Baseline: CBC, platelets, LFTs, creatinine. Check for hepatitis B and C infection. Maintenance: Initially or with dose increases, check CBC and LFTs every 4 weeks for 6 months; then if LFTs are stable, every 6–8 weeks. Co-therapy with MTX  or other immunosuppressants requires more frequent monitoring (e.g., every 4 weeks). Dose reduction is indicated for minor increases in liver enzymes. For elevations more than 3x normal discontinue and treat with cholestyramine. Discontinue leflunomide in patients with persistent liver test abnormalities. Monitor blood pressure.

Pregnancy Risk: X (teratogen). Leflunomide is teratogenic in animals.
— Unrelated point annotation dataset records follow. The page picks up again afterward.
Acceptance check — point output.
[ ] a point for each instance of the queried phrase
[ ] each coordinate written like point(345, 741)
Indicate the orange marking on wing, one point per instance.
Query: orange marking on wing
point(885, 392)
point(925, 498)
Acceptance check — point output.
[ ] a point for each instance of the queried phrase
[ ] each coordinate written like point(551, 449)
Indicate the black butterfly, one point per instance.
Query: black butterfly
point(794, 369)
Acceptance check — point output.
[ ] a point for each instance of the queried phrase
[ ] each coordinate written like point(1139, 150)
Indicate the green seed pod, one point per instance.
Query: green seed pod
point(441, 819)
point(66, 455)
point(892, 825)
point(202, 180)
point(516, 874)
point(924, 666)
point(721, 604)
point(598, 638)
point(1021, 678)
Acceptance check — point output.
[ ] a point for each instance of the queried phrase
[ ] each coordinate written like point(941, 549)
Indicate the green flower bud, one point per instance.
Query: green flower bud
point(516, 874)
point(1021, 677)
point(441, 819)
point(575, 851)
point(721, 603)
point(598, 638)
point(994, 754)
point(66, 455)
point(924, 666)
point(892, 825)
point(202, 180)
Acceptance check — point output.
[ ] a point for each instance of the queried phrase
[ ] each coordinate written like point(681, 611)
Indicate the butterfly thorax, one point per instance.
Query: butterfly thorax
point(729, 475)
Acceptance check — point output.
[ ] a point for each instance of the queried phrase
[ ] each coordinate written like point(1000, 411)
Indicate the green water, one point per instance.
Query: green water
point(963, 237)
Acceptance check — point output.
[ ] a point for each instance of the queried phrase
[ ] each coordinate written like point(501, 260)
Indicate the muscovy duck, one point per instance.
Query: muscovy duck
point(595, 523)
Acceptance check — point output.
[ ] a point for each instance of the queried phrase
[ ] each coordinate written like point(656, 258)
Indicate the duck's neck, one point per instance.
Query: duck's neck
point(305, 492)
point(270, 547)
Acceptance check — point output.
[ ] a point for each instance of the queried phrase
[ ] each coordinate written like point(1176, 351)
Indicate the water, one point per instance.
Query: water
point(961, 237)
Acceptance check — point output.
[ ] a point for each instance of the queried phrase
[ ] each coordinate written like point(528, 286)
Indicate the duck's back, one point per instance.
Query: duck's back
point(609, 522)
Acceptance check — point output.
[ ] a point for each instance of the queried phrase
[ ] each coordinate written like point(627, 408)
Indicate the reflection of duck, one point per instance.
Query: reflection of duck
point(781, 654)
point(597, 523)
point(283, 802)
Ensure that women are not pregnant before starting treatment and ensure reliable contraception during treatment. When women of childbearing age discontinue leflunomide treatment, use the cholestyramine protocol described under Precautions to speed elimination of the drug.

Adverse Effects
Common: Diarrhea, GI cramps
Less common: Hypertension, hair loss, rash, nausea, vomiting, weight loss, minor LFT abnormalities
Uncommon: Allergy, interstitial pneumonitis, leukopenia,  peripheral neuropathy, increased risk of infection,  reactivation of TB
Rare: Stevens-Johnson syndrome or toxic epidermal necrolysis, liver failure, agranulocytosis, pancytopenia

Drug Interactions
Rifampin: Increased concentrations of the active form of leflunomide
Warfarin: Case reports of increased warfarin effect
Activated charcoal and cholestyramine: Enhance elimination of the drug by interfering with enterohepatic recycling
Tofacitinib: Co-therapy contraindicated
Teriflunomide: Is the active metabolite of leflunomide; avoid co-therapy
Methotrexate and other hepatotoxic and hemotoxic drugs: Increased toxicity

Patient Instructions: Do not become pregnant. Do not drink alcohol.

Comments: Leflunomide is as effective as MTX for RA and can be useful for patients who cannot tolerate MTX. Its long half-life and teratogenicity make it less suitable for women of childbearing age. GI symptoms limit tolerability. The combination of leflunomide and MTX is more effective than monotherapy but carries a greater risk of liver toxicity and careful monitoring is needed. The loading dose is usually omitted in clinical practice to improve GI tolerability. Minor toxicities can be managed by holding or lowering the dose and brief use of cholestyramine 8 g three times daily for 1–2 days to lower plasma concentrations by nearly 50%. Serious toxicities require drug cessation and a full-dose drug elimination (see Precautions). Leflunomide reduces uric acid.

Clinical Pharmacology: Well absorbed and rapidly converted to the active  metabolite (A77 1726, teriflunomide). Hepatic metabolism with enterohepatic recycling. Half-life 15 days.

Cost: $$$$

Behrens F, Koehm M, Burkhardt H. Update 2011: leflunomide in rheumatoid arthritis - strengths and weaknesses. Curr Opin Rheumatol. 2011;23:282-7. PMID: 21427581.